The Third Time Charm Of AMD’s Instinct GPU

The great thing about the Cambrian explosion in compute that has been forced by the end of Dennard scaling of clock frequencies and Moore’s Law lowering in the cost of transistors is not only that we are getting an increasing diversity of highly tuned compute engines and broadening SKU stacks across those engines, but also that we are getting many different interpretations of the CPU, GPU, DPU, and FPGA themes. There is enough commonality across these device families that some modicum of compatibility is possible, but one could argue that cloning and copying devices is not only not necessary, but undesirable.
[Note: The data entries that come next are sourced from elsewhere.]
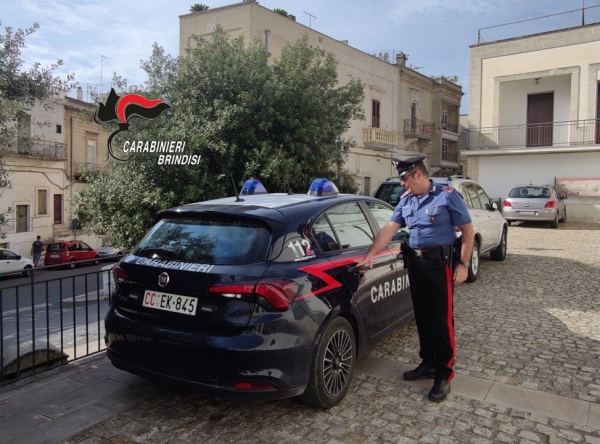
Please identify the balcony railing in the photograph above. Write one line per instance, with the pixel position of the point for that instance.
(83, 171)
(552, 134)
(419, 128)
(449, 127)
(377, 138)
(38, 148)
(17, 225)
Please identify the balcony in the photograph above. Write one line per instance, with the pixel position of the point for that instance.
(445, 126)
(419, 129)
(85, 171)
(37, 148)
(552, 134)
(379, 139)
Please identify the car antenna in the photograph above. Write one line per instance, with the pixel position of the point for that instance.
(237, 196)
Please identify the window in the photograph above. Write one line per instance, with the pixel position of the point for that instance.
(445, 150)
(367, 186)
(375, 114)
(42, 201)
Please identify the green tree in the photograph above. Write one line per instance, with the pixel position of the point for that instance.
(198, 7)
(20, 89)
(280, 122)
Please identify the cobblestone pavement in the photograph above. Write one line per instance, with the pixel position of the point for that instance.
(532, 321)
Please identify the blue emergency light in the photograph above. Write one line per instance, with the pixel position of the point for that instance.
(322, 187)
(253, 186)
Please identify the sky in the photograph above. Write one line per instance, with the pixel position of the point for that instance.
(95, 40)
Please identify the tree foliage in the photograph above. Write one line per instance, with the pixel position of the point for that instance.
(280, 122)
(21, 89)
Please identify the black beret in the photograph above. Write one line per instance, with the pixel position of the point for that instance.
(404, 165)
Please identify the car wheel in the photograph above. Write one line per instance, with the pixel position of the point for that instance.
(474, 267)
(333, 365)
(564, 218)
(499, 253)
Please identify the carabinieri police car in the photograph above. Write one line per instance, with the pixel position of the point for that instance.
(257, 296)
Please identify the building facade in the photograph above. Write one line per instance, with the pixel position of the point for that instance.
(534, 110)
(407, 113)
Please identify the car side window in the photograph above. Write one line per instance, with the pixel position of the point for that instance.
(381, 213)
(350, 225)
(473, 196)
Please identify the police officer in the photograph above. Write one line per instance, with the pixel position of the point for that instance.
(431, 213)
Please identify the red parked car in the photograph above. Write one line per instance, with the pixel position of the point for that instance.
(69, 253)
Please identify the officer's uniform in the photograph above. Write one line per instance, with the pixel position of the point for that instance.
(431, 222)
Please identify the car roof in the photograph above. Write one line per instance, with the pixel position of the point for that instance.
(268, 206)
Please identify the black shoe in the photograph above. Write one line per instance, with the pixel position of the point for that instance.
(421, 372)
(440, 390)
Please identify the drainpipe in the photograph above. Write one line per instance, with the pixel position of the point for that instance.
(71, 168)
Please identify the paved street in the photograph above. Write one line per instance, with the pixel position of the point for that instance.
(528, 371)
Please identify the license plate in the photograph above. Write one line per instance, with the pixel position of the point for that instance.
(170, 302)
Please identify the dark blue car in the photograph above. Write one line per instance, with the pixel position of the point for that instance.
(235, 297)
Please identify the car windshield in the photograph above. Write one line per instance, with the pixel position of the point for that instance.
(212, 239)
(530, 192)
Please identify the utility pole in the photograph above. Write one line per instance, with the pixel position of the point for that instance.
(310, 18)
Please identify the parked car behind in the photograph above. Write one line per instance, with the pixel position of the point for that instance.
(539, 203)
(491, 229)
(69, 253)
(13, 263)
(237, 297)
(112, 253)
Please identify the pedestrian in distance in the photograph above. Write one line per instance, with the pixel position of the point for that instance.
(431, 212)
(36, 250)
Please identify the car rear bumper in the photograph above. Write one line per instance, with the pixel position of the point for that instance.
(540, 215)
(270, 353)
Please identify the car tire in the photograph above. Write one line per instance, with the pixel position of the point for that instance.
(564, 218)
(474, 267)
(499, 253)
(333, 365)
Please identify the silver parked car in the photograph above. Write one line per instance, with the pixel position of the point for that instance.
(538, 203)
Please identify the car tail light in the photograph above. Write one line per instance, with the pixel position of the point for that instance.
(279, 293)
(253, 385)
(120, 275)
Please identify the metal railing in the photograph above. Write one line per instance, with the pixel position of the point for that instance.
(419, 128)
(16, 225)
(50, 322)
(41, 148)
(552, 134)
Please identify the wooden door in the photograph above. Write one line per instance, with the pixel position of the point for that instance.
(540, 114)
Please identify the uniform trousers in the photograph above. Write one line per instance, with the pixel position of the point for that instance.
(432, 289)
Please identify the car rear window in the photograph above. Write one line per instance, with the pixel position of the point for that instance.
(530, 192)
(211, 239)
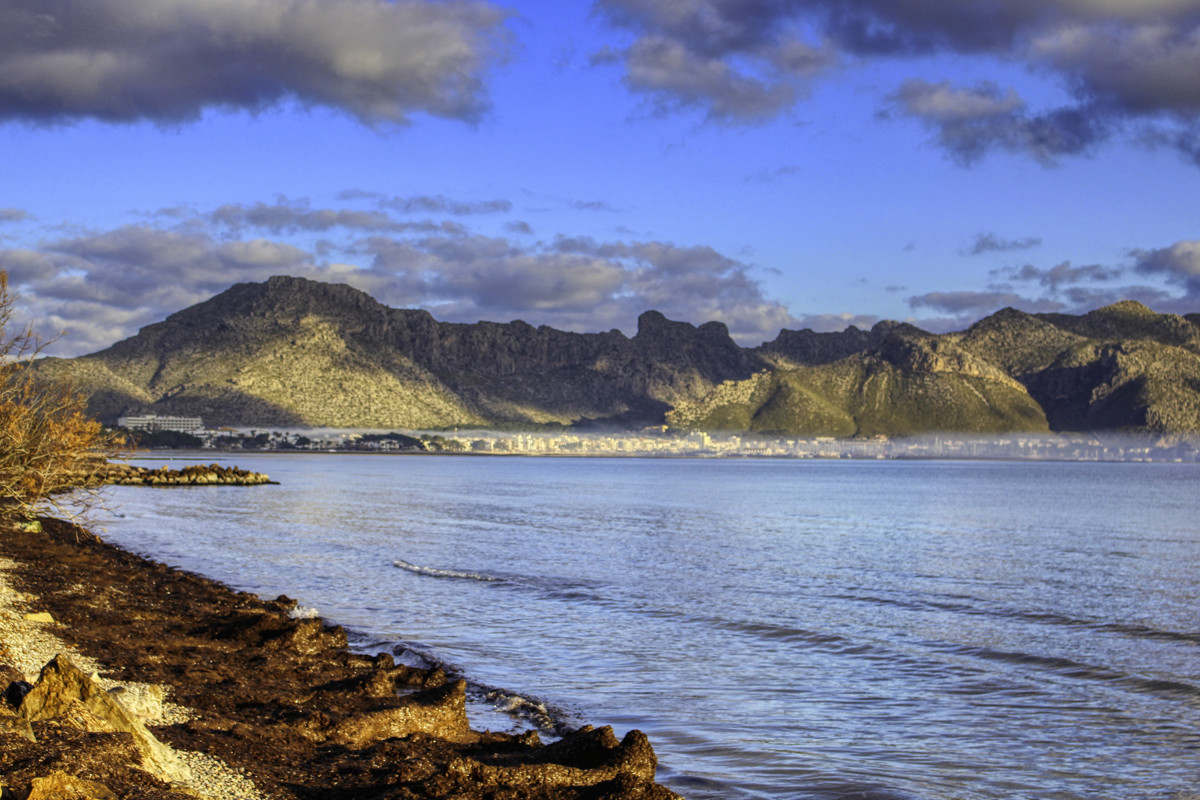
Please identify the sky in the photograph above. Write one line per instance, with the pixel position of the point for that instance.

And that means the chances for the co-design of harware and software are increasing just as we need it most. Our very different software horses are getting very different hardware courses in which to run.

It is into this ever-diversifying compute world that AMD is putting out the best CPUs and GPUs it has ever designed for the datacenter, and is also bringing to bear the FPGAs and DPUs that it got through its acquisitions of Xilinx and Pensando. And the competition that AMD is compelling is creating a positive feedback loop of innovation in the adjacent Arm and RISC-V CPU markets and accelerators based on the RISC-V architecture.

We think, in fact, that the pace of innovation in the Instinct GPUs in particular is happening even faster than AMD and its initial customers had anticipated. For instance, we are fairly certain that Lawrence Livermore National Laboratory, which is the flagship customer for the APU variant of the MI300 series GPUs known as the MI300A, fully expected to have a server node in its “El Capitan” system that was based on the same fundamental architecture as the “Frontier” supercomputer – one AMD Epyc CPU with four Instinct GPUs attached to it coherently with Infinity Fabric links so the CPU and GPUs could all share their memories.

We know this because way back when, in March 2020 when AMD was awarded the CPU and GPU parts of the El Capitan system, Lawrence Livermore said this, and was in fact emphatic that unlike the Frontier system, which had a custom “Trento” Epyc CPU and a semicustom MI250X GPU (both upgraded to have coherency across Infinity Fabric), El Capitan would use off-the-shelf, discrete Epyc CPU and Instinct GPU components from AMD.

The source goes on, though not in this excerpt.